Better control over the request cache

We have a certain set of boolean-filtered term queries with aggregations (using "size": 0) that are slow to run (5-10 seconds over 300M documents in 60 shards) yet are crucial to our app. Some of these queries match all documents in the index if the user selects a wide enough range. I'm giving plenty of memory to the shard request cache and node query cache. In addition, we refresh our indexes infrequently and are willing to pay at index time for fast queries.

Currently Elasticsearch seems to decide on its own when to cache a certain result. I've had to rerun each query 4-5 times in a row before it is cached. Since my set of crucial queries could be up to a few thousand distinct queries with all filter/aggregation permutations, it's unlikely that they will all be used frequently enough to be cached, and it's not a reasonable workaround to rig up a system that occasionally reruns them to ensure they stay cached.

What I'd like to be able to do is have more control over how these queries are cached: cache them the first time they are issued, and ensure they will never be evicted unless the index is refreshed.

Without better control over the caching, the only solution I've seen online is an undocumented setting index.queries.cache.everything: true, which I'd rather not rely on (and I don't know if it even still works).

Are there any other levers I can use to control caching?

Hi @Jared_Miller,

you can enable caching per request but since you state:

my set of crucial queries could be up to a few thousand distinct queries

I fear this setting will not be very effective. You can adjust the cache settings and increase the cache size which might help but OTOH you cannot define an eviction policy. You should also be aware that the exact query you issue is used as a cache key.
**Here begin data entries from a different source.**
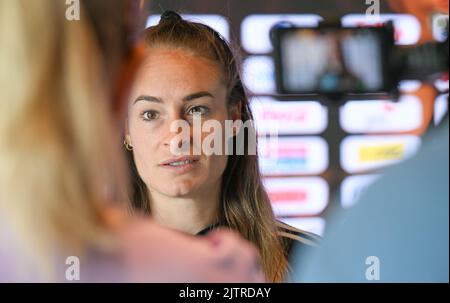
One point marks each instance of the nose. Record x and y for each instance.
(178, 135)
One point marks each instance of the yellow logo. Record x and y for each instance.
(382, 152)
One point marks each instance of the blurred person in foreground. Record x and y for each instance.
(399, 230)
(62, 180)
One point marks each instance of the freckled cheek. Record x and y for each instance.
(144, 144)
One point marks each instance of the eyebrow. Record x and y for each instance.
(188, 98)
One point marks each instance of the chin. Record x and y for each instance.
(180, 189)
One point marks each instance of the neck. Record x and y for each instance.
(187, 214)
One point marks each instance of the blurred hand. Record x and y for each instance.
(152, 253)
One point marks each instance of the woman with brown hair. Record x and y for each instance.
(63, 181)
(190, 72)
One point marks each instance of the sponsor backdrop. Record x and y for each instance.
(327, 153)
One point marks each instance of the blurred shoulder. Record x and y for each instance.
(291, 235)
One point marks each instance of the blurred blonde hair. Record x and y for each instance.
(60, 166)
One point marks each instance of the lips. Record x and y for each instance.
(180, 165)
(180, 161)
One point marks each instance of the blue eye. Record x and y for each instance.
(150, 115)
(198, 110)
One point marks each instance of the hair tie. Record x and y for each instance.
(170, 16)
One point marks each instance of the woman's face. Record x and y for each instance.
(176, 85)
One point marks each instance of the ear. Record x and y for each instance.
(236, 111)
(127, 132)
(236, 114)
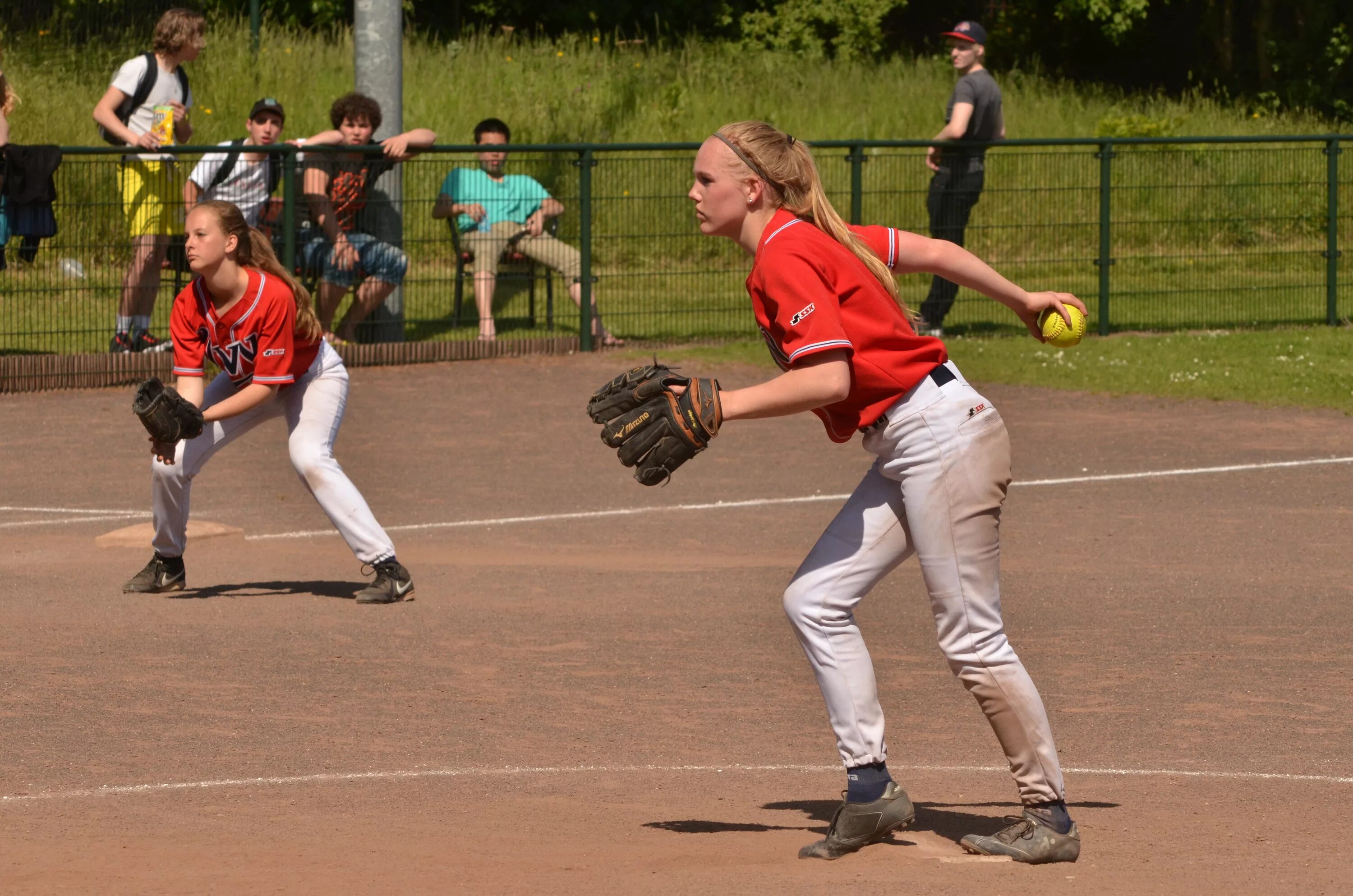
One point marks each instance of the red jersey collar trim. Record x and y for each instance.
(781, 220)
(241, 309)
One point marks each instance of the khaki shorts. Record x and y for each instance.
(152, 198)
(546, 249)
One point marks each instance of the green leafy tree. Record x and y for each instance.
(846, 29)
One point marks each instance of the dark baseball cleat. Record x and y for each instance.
(393, 584)
(1029, 840)
(161, 574)
(121, 343)
(858, 825)
(145, 341)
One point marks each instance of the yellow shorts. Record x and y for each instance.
(152, 198)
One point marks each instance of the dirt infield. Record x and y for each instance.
(615, 703)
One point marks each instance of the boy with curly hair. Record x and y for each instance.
(336, 188)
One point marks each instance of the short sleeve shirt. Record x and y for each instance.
(984, 95)
(252, 343)
(167, 90)
(811, 294)
(350, 182)
(247, 186)
(515, 198)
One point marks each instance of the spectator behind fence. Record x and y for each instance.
(493, 209)
(147, 106)
(245, 179)
(973, 113)
(336, 190)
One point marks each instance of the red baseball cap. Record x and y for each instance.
(968, 32)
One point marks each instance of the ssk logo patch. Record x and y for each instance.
(799, 317)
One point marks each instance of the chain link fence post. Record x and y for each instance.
(585, 318)
(289, 209)
(1104, 260)
(857, 183)
(1332, 234)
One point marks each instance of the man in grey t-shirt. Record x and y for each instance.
(973, 113)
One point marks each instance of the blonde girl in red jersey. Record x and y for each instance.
(256, 322)
(827, 303)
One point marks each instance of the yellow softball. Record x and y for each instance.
(1056, 331)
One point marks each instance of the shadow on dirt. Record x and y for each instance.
(345, 591)
(938, 818)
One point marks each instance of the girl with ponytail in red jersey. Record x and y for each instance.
(827, 305)
(256, 322)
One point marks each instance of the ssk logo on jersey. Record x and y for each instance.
(233, 358)
(799, 317)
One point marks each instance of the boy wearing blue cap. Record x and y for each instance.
(973, 113)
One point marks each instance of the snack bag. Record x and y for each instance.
(163, 126)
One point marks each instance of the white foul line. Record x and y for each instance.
(69, 520)
(1194, 472)
(764, 503)
(336, 777)
(125, 514)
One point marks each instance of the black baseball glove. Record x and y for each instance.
(166, 414)
(653, 428)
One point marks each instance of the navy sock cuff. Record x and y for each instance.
(866, 783)
(1054, 815)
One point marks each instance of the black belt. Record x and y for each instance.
(939, 375)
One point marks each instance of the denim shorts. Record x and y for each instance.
(375, 259)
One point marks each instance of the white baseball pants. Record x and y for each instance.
(937, 492)
(313, 409)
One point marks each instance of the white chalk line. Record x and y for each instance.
(765, 503)
(473, 772)
(71, 520)
(125, 514)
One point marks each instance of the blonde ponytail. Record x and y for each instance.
(788, 168)
(255, 249)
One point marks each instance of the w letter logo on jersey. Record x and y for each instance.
(799, 317)
(235, 356)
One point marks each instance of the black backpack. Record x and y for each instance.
(138, 96)
(233, 157)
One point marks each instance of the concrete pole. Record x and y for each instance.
(378, 40)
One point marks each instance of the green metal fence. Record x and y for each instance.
(1155, 234)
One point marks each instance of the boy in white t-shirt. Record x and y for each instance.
(252, 176)
(149, 188)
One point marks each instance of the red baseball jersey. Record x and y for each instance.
(252, 343)
(811, 294)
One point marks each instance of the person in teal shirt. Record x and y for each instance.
(493, 209)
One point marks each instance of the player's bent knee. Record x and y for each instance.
(312, 465)
(800, 606)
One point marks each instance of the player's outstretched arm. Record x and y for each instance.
(244, 400)
(954, 263)
(819, 379)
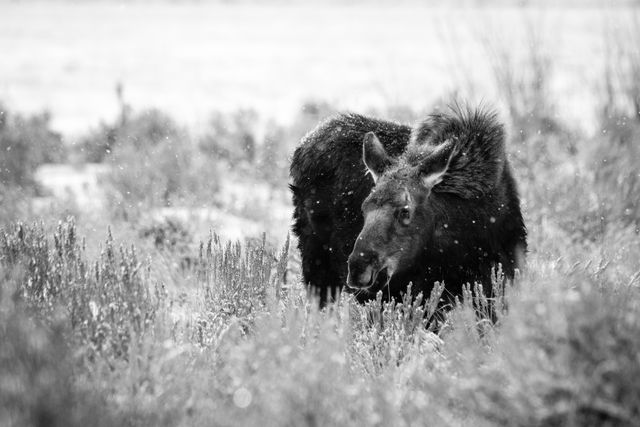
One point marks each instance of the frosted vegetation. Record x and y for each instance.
(131, 312)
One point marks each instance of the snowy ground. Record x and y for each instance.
(192, 58)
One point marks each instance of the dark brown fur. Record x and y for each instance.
(458, 226)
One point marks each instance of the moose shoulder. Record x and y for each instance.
(379, 204)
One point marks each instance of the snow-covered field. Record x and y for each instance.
(194, 57)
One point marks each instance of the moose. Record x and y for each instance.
(379, 204)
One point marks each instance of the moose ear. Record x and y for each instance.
(374, 156)
(436, 165)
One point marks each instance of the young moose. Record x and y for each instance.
(439, 204)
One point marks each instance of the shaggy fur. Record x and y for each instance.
(459, 226)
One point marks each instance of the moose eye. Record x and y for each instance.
(404, 215)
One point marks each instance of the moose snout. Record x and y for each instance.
(361, 269)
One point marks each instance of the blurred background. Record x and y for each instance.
(144, 112)
(132, 131)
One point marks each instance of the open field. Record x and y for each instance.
(192, 58)
(146, 275)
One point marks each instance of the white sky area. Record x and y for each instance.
(192, 58)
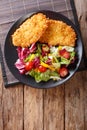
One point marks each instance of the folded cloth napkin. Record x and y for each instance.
(11, 10)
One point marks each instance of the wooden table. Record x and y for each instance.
(60, 108)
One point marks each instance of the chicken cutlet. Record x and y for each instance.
(58, 33)
(30, 31)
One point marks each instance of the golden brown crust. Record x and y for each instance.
(58, 33)
(30, 31)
Thanks for the reply. Does caching per request cause the query to be cached immediately (i.e., Elasticsearch doesn't wait to see N of the same query over the past M queries in the history)? That would still be very useful if used with a large cache size. The docs don't specify.

Hi @Jared_Miller,

the query is cached after the first invocation. You can just try it yourself and issue one of the queries (e.g. with curl) and measure the response time. After the first execution, the response time should be much faster.

However, there are a few additional conditions which can prevent that the request can be cached, even if you specify the request_cache flag (e.g., if you use now() in your queries). If you're able to read a bit of Java, you can look at the source code of the relevant method on Github.